Epigenetic alterations in cancer

Cancer biology offers some of the clearest illustrations of epigenetic dysregulation. Aberrant DNA methylation—including hypermethylation of tumor suppressor gene promoters and global hypomethylation—is a hallmark of most cancer types. Histone modification patterns are also frequently disrupted, altering chromatin states in ways that support oncogenic gene expression programs. Epigenomics services that characterize these alterations can help identify disease-specific biomarkers, stratify patient populations, and reveal therapeutic vulnerabilities in chromatin regulatory pathways that are increasingly the target of epigenetic drugs.

Developmental biology and cell identity

Epigenetic regulation is central to how a single genome gives rise to hundreds of distinct cell types during development. Profiling the epigenome across developmental stages or across differentiated cell populations reveals the regulatory logic underlying cell identity—information that is critical for stem cell biology, organoid research, and understanding how cell fate decisions go awry in disease. Single-cell epigenomics approaches extend this resolution to the individual cell level, enabling researchers to characterize epigenetic heterogeneity within complex tissues and developmental trajectories.

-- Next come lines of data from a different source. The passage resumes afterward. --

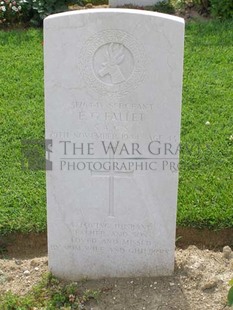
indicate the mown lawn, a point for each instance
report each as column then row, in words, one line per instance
column 206, row 168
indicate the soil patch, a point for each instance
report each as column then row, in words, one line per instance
column 200, row 282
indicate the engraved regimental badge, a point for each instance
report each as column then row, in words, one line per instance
column 112, row 61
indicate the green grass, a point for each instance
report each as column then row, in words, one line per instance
column 51, row 294
column 206, row 170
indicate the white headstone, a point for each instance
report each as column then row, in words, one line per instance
column 113, row 85
column 116, row 3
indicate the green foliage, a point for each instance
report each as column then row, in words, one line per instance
column 222, row 9
column 206, row 171
column 37, row 10
column 94, row 2
column 10, row 12
column 50, row 294
column 33, row 11
column 230, row 295
column 164, row 7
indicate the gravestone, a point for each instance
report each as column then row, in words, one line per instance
column 113, row 85
column 116, row 3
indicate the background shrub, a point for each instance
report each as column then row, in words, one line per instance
column 222, row 9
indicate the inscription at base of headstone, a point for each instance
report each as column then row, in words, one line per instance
column 113, row 86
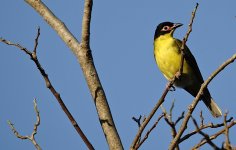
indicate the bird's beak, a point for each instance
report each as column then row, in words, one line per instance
column 176, row 25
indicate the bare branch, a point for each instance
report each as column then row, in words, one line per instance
column 196, row 100
column 32, row 136
column 83, row 53
column 227, row 142
column 185, row 39
column 138, row 121
column 36, row 41
column 214, row 136
column 210, row 125
column 34, row 58
column 149, row 131
column 146, row 121
column 206, row 136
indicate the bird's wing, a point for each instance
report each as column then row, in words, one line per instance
column 189, row 58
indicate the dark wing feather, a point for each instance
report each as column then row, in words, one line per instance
column 189, row 58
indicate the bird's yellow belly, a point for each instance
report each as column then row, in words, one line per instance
column 168, row 59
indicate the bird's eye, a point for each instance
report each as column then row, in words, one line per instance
column 165, row 28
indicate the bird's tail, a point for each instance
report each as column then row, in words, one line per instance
column 213, row 107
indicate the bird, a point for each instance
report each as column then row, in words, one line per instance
column 167, row 53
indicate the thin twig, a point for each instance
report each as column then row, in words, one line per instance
column 227, row 142
column 185, row 39
column 32, row 136
column 202, row 119
column 214, row 136
column 85, row 59
column 210, row 125
column 33, row 56
column 146, row 121
column 149, row 131
column 206, row 136
column 196, row 100
column 36, row 41
column 138, row 121
column 170, row 122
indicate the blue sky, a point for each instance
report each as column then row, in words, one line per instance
column 122, row 47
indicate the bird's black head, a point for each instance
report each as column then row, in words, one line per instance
column 166, row 27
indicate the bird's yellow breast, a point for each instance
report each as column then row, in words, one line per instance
column 168, row 56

Environmental exposures and epigenetic change

Unlike the genome sequence, the epigenome is dynamic and responsive to environmental inputs. Diet, stress, toxin exposure, and other environmental factors can alter methylation and chromatin states in ways that persist across cell divisions and, in some cases, across generations. Epidemiological epigenomics studies—often using methylation arrays or whole-genome bisulfite sequencing—are characterizing how environmental exposures leave molecular marks that may influence disease risk long after the exposure itself. These findings have implications for public health, personalized medicine, and our understanding of disease etiology.

Integrating epigenomics with other data modalities

Epigenomic data is most interpretable when integrated with complementary data types. Pairing methylation or chromatin accessibility profiles with RNA-seq data allows researchers to connect regulatory state with transcriptional output. Integration with genetic variant data links sequence differences with epigenetic effects, supporting the identification of regulatory variants underlying complex trait associations from genome-wide studies. Multiomics integration frameworks designed to handle heterogeneous data types are increasingly central to how epigenomics findings are contextualized and translated into mechanistic understanding.

Conclusion

Epigenomics services are enabling researchers to look beyond the genome sequence and into the regulatory architecture that controls it. As epigenetic mechanisms are increasingly recognized as drivers of disease, development, and environmental response, the ability to profile these marks systematically—and integrate them with other biological data—is becoming an essential capability for research programs seeking a complete view of molecular biology in health and disease.